Question is in title
My approach
We can approach this problem by counting the number of possible choices for each digit of the integer, and then multiplying the results together using the multiplication principle.
For the first digit, we have four choices $(0, 1, 2, or 4)$.
For the second digit, we have three choices (since we have used one of the four digits for the first digit).
For the third digit, we have two choices (since we have used two of the four digits for the first two digits).
For the fourth digit, we have one choice (since we have used three of the four digits for the first three digits).
Therefore, the total number of distinct positive integers that can be formed using $0$, $1$, $2$, and $4$, where each of these integers is used at most once, is:
$4 × 3 × 2 × 1 = 24$
So there are $24$ such integers. They are:
$0, 1, 2, 4, 10, 12, 14, 20, 21, 24, 41, 42, 40, 24, 41, 42, 40, 124, 120, 140, 214, 210, 240, 410, 412$
Is this right?
Best Answer
The number of 4-digit positive integers made using those digits: Pick the thousands-place digit (You have three nonzero options). Pick the hundreds-place digit (you have three remaining options).
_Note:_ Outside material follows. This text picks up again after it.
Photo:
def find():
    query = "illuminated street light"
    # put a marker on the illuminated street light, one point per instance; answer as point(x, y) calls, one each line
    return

Pick the tens-place digit, and finally the ones-place digit.
The number of 3-digit positive integers using those digits: Pick the hundreds place digit (You have three nonzero options). Pick the tens-place digit (you have three remaining options). Pick the ones-place digit...
The number of 2-digit positive integers...
The number of 1-digit positive integers...
Add these totals together for the final answer.